The Sun editorial “Mr. Abbas’ mission” (Feb. 13) is a triumph of wishful thinking over analysis. Its self-contradictions and omissions include:

* Palestinian Authority President Mahmoud Abbas “would have to exercise the kind of statesmanship that has been sadly lacking among the Palestinians for generations” to lead a unity government of his Fatah movement and the terrorist Hamas to peace with Israel. “It’s too early to say” if he could.

It’s hardly too early to say the 74-year-old Mr. Abbas can’t and won’t. Yasser Arafat‘s right-hand man through more than 30 years of Fatah-led Palestine Liberation Organization mayhem, Mr. Abbas presides over a PA that celebrates terrorist “martyrs” at every opportunity. He personally rejected Israel’s 2008 offer of a West Bank and Gaza Strip state in return for peace.

* “Hamas’ hostility to Israel remains unrelenting” but “Mr. Abbas’ best hope to achieve his goal of Palestinian statehood” is to exert a “moderating influence over Hamas.”
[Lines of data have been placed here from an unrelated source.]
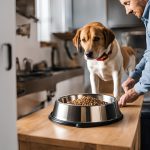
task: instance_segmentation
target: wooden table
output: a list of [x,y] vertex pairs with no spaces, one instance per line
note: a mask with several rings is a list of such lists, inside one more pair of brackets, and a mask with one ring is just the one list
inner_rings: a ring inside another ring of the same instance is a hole
[[121,108],[124,118],[92,128],[60,125],[48,119],[53,106],[17,121],[20,150],[139,150],[141,96]]

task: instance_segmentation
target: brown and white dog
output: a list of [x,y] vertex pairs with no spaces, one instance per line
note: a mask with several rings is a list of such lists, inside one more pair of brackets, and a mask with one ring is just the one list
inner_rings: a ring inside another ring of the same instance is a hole
[[129,47],[121,48],[114,33],[99,22],[92,22],[78,29],[73,44],[78,50],[84,50],[92,93],[101,92],[100,80],[113,81],[113,95],[119,99],[123,72],[130,72],[135,68],[134,50]]

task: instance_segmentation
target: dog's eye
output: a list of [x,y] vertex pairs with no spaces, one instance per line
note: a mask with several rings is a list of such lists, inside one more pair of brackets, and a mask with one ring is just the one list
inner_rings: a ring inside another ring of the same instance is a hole
[[95,42],[96,42],[96,41],[99,41],[99,40],[100,40],[99,37],[96,37],[96,36],[95,36],[95,37],[93,38],[93,41],[95,41]]

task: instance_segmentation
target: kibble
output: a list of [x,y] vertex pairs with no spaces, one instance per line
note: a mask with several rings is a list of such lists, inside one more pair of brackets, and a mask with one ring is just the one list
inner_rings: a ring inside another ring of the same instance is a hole
[[73,105],[82,105],[82,106],[101,106],[107,104],[107,102],[104,102],[102,100],[99,100],[91,96],[83,96],[81,98],[68,101],[67,103]]

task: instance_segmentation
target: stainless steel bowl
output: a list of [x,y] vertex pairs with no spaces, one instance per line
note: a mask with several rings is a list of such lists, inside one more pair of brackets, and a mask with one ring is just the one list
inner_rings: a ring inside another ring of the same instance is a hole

The editorial appeared as leaders of the group visited Iran, seeking to assure their extremist patrons that “resistance” to Israel — the genocidal aim of both Hamas’ charter and Tehran’s mullahs — won’t be sacrificed in a Palestinian unity government. As its Islamization drive in the Gaza Strip indicates, Hamas is driven more by theology than practical politics.

* The Sun compares “signs of similar moderation of political Islam in Egypt, Tunisia” and elsewhere as Islamist parties come to power in the “Arab Spring.”
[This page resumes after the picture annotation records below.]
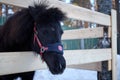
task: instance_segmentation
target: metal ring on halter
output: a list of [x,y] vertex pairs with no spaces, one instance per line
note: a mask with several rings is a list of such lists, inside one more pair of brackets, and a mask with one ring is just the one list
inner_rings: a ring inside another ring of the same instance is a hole
[[41,52],[41,53],[44,53],[45,50],[46,50],[45,47],[41,47],[41,48],[40,48],[40,52]]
Tunisians even under their previous dictatorship were relatively conciliatory toward Israel. As for Egypt, on its Arabic-language Web site, as opposed to the English version, the Muslim Brotherhood reasserts its fundamentalist and anti-American positions; moderates have been expelled or left the movement’s leadership. Combined with the even more reactionary Salafists, Islamists overwhelmingly dominate Egypt’s new parliament, to the fears of the country’s large Coptic Christian minority. More likely Hamas would pull Fatah, still seen by many Palestinian Arabs as corrupt and ineffective — and kept in power in the West Bank largely through Israeli support — in its direction in a unity government.

Hope may spring eternal in “Mr. Abbas’ mission,” but it’s sparsely supported.

Eric Rozenman, Washington

The writer is Washington director of the Committee for Accuracy in Middle East Reporting in America.